I never activated any phone service on it but I think I would have enjoyed it if I had. It was kind of neat to have a smartphone that didn't hide the fact that it was a computer. Even without plugging it in to a monitor or anything, I was able to play with the Chrome dev tools on the fly and it was pretty fun.

I ran Ubuntu Touch briefly on a Nexus 5 as well. IIRC the two issues I had were:

1) calls and MMS not working well.

2) Instead of a normal GNU/Linux OS Ubuntu Touch tried really hard to have an Android style immutable OS. Kind of the worst of both worlds since you have a difficult to work with OS but without the app ecosystem of Android that some people believe makes it worth using.

After that I kind of just gave up on the idea that I owned my phone at all and a few years later I gave up carrying smartphones entirely.

I used to use Ubuntu Touch on my OnePlus One for quite a while and it was very nice! I had to switch away because it didn't really support group MMS (still doesn't from what I can tell), and then later US carriers started requiring VoLTE which it didn't support for a while either. But I still hope to switch back someday, that was the most enjoyable phone I'd used since the N900.

I haven't tried to use it full time for the same reason that I haven't tried to take the plunge to the dumb-phone world.

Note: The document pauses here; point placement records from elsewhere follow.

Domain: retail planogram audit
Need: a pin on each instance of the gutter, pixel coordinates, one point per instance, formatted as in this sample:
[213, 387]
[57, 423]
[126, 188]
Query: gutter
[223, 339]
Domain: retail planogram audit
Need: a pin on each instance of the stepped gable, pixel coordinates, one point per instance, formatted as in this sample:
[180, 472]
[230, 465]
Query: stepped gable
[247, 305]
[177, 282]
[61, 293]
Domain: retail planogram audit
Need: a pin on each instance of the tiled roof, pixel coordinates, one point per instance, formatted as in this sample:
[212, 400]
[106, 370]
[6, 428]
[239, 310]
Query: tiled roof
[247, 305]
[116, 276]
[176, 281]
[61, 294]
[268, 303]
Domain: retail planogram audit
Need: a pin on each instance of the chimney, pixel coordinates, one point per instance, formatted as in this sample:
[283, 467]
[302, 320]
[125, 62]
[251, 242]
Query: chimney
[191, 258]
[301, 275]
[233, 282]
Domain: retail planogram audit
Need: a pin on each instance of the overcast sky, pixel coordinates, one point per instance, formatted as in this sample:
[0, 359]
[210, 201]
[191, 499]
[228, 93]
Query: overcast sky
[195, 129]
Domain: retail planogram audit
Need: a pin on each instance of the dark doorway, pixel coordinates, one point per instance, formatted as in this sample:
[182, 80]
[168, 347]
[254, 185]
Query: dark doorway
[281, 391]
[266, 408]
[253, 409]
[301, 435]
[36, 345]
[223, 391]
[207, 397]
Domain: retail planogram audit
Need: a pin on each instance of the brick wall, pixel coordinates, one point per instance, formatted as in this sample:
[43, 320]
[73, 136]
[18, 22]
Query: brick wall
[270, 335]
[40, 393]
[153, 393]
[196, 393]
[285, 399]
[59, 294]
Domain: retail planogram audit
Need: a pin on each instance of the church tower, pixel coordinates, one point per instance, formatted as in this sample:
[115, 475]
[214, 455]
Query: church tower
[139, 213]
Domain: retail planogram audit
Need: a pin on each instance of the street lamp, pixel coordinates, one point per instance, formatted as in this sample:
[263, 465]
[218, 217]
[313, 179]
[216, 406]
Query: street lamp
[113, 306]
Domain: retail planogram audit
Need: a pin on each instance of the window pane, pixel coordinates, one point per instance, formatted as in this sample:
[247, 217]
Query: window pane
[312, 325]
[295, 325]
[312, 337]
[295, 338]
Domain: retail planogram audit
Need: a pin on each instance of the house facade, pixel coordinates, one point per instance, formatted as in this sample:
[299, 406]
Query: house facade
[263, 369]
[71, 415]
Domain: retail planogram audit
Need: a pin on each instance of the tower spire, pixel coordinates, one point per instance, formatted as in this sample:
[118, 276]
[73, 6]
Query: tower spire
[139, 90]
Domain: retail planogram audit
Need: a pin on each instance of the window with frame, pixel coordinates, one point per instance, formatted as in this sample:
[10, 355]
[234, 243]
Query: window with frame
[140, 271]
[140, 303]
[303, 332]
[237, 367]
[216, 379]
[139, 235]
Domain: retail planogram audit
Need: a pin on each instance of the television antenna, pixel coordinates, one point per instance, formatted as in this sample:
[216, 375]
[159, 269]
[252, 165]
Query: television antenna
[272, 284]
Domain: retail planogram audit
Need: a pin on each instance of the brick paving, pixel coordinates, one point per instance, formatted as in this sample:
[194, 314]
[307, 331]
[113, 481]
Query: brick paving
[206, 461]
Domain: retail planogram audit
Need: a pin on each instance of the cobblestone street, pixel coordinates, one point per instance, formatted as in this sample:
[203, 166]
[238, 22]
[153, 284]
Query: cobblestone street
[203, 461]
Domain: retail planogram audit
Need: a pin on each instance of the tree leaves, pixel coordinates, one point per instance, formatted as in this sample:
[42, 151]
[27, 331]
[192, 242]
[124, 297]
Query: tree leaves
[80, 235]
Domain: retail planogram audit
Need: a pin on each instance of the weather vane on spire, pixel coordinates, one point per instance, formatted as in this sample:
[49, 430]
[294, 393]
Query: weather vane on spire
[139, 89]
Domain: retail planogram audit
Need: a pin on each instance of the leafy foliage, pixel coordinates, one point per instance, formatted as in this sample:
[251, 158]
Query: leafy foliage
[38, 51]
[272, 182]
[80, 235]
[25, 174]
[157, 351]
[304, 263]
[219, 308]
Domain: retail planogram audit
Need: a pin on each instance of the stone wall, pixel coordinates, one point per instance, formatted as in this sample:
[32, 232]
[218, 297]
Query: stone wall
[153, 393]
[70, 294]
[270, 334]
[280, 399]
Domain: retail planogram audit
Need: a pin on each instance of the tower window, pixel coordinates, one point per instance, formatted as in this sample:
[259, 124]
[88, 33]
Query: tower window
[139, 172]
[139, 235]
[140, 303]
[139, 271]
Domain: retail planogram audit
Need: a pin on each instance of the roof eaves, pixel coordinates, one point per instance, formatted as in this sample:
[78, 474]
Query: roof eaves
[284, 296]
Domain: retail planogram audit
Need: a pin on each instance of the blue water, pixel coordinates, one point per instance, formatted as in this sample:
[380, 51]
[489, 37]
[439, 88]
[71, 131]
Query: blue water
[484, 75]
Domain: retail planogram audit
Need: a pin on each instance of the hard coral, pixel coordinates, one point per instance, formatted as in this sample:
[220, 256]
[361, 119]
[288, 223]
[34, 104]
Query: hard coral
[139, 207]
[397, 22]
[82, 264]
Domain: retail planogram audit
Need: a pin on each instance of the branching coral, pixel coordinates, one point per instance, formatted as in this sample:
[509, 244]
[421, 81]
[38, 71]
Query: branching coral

A part of me occasionally considers buying one of those cheap KaiOS dumbphones, because I figure that the stuff that's missing could be supplemented with my laptop. The problem I'm always afraid of is that I'm afraid that I'll be missing something. I'll start a job and they'll require some specific proprietary 2FA app, for example. Also, I don't think Signal has a dumb phone app yet and that's basically all I use to communicate.

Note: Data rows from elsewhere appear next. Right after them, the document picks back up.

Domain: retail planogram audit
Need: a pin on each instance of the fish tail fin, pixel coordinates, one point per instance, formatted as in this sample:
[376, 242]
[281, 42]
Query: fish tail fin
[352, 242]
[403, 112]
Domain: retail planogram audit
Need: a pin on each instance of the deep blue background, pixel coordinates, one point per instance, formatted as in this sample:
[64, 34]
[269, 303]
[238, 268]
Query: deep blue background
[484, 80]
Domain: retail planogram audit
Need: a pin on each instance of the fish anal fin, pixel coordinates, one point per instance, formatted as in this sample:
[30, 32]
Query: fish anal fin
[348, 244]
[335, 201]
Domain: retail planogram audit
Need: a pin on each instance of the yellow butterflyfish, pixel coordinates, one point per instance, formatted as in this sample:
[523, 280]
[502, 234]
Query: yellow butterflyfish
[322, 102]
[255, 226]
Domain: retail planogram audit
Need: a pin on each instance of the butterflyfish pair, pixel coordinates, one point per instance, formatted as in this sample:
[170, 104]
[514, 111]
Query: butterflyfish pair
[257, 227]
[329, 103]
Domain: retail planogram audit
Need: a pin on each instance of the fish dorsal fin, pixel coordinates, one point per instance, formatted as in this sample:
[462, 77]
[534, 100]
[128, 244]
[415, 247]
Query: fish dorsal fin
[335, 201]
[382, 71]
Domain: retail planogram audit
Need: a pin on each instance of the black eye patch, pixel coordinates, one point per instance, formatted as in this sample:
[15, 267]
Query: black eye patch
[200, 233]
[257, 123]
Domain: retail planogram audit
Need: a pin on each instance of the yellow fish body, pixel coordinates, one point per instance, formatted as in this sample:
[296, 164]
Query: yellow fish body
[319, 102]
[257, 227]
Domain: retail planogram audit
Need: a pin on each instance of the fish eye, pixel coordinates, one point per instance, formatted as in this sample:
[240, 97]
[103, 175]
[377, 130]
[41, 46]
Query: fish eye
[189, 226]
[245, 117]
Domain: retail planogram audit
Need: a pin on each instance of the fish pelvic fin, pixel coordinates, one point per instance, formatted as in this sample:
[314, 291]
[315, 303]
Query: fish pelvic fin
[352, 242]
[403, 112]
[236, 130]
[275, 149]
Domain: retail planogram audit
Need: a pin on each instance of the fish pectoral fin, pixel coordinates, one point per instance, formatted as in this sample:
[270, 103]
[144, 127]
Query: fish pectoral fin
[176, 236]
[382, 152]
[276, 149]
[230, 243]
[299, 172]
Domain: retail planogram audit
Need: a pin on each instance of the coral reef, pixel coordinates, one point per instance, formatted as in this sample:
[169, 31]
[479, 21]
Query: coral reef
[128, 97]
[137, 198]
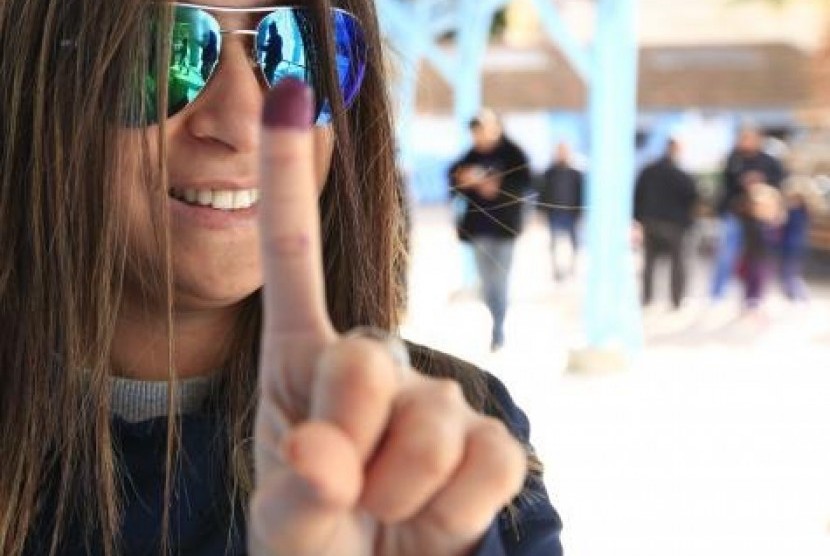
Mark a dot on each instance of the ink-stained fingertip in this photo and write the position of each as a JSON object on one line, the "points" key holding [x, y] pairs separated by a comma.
{"points": [[290, 104]]}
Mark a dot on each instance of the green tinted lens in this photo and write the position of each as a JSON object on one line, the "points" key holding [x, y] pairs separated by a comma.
{"points": [[194, 52]]}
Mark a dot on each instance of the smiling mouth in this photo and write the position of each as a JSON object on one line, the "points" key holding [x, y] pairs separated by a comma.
{"points": [[219, 199]]}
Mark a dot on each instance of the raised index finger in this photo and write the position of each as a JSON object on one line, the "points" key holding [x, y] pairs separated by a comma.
{"points": [[294, 292]]}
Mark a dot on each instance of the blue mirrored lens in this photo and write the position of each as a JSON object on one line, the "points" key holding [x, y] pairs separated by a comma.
{"points": [[285, 48], [194, 53]]}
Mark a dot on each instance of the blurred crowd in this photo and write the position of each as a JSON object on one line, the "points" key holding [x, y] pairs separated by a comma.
{"points": [[763, 211]]}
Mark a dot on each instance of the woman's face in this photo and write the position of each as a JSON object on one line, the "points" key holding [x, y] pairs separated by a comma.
{"points": [[213, 156]]}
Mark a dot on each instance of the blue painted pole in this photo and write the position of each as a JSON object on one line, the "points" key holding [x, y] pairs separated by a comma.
{"points": [[612, 308], [471, 41]]}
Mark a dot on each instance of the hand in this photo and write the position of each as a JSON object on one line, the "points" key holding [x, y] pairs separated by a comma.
{"points": [[354, 455], [469, 177], [489, 188]]}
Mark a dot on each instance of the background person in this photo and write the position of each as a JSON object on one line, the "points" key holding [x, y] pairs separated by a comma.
{"points": [[492, 177], [747, 156], [664, 202], [561, 196]]}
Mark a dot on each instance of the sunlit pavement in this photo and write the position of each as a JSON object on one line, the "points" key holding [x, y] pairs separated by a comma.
{"points": [[715, 442]]}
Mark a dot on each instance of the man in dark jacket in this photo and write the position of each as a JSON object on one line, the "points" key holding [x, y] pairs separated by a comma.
{"points": [[664, 201], [561, 198], [491, 178], [747, 157]]}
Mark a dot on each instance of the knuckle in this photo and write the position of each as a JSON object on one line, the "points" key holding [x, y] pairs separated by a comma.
{"points": [[448, 518], [503, 458], [357, 365], [429, 453]]}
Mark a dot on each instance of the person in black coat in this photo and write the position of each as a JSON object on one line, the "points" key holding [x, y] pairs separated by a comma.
{"points": [[561, 194], [492, 178], [664, 201], [748, 156]]}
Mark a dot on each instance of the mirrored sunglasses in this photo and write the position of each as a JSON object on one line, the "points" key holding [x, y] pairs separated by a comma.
{"points": [[284, 45]]}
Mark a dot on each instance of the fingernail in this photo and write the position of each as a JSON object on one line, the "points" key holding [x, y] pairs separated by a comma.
{"points": [[289, 104]]}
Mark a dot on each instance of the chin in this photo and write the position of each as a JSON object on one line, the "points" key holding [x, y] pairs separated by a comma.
{"points": [[215, 286], [198, 297]]}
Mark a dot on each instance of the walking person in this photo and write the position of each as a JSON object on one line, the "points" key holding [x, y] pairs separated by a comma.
{"points": [[492, 177], [747, 156], [199, 306], [803, 202], [760, 209], [561, 194], [664, 201]]}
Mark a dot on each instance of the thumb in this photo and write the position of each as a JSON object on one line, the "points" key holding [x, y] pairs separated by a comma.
{"points": [[302, 500]]}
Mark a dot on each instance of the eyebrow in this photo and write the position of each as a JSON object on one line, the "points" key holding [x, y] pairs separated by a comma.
{"points": [[226, 9]]}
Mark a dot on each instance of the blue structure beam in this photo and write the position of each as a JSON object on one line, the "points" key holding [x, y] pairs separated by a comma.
{"points": [[576, 54], [612, 309]]}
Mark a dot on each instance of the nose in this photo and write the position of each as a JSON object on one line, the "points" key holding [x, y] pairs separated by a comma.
{"points": [[228, 112]]}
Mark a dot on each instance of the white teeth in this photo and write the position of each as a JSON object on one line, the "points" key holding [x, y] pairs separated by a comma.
{"points": [[205, 197], [241, 199], [220, 199]]}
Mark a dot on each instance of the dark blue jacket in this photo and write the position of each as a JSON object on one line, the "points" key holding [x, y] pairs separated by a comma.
{"points": [[204, 524], [500, 217]]}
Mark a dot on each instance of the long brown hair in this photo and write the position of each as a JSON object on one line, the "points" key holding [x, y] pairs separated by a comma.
{"points": [[67, 69]]}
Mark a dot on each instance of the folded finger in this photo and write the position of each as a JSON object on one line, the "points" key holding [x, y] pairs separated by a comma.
{"points": [[297, 506], [419, 453], [491, 474], [355, 385]]}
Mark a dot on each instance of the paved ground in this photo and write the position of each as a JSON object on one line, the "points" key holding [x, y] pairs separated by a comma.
{"points": [[715, 442]]}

Similarly, I haven't done anything but play with Ubuntu Touch, because I know there would be an app missing that I would need, so I'd be forced to have an Android or iPhone for those edge cases anyway.

Startup costs are enormous to break into the smartphone world now, at least if you want to penetrate into the "non-tech-enthusiast" market.

IMO it comes down to marketing: can't have the kayfabe of selling something that is "not a computer"/"new kind of computer" and have it act like a "computer" too

Marketing played a role yes, but plenty of other phone operating systems failed that had much stronger marketing then Ubuntu ever would have.

Not a phone, but I really liked the Blackberry Playbook's QNX system. It was extremely smooth and easy to use, and was fairly easy to develop for.

They shit the bed by betting on Flash, which was a dying tech, but I was pretty sad when Blackberry just went to "another Android phone", since I thought what they had was pretty neat.

Blackberry definitely had much better marketing than Ubuntu has ever had, and for reasons probably too complicated for me to fully understand, they're sort of a joke now.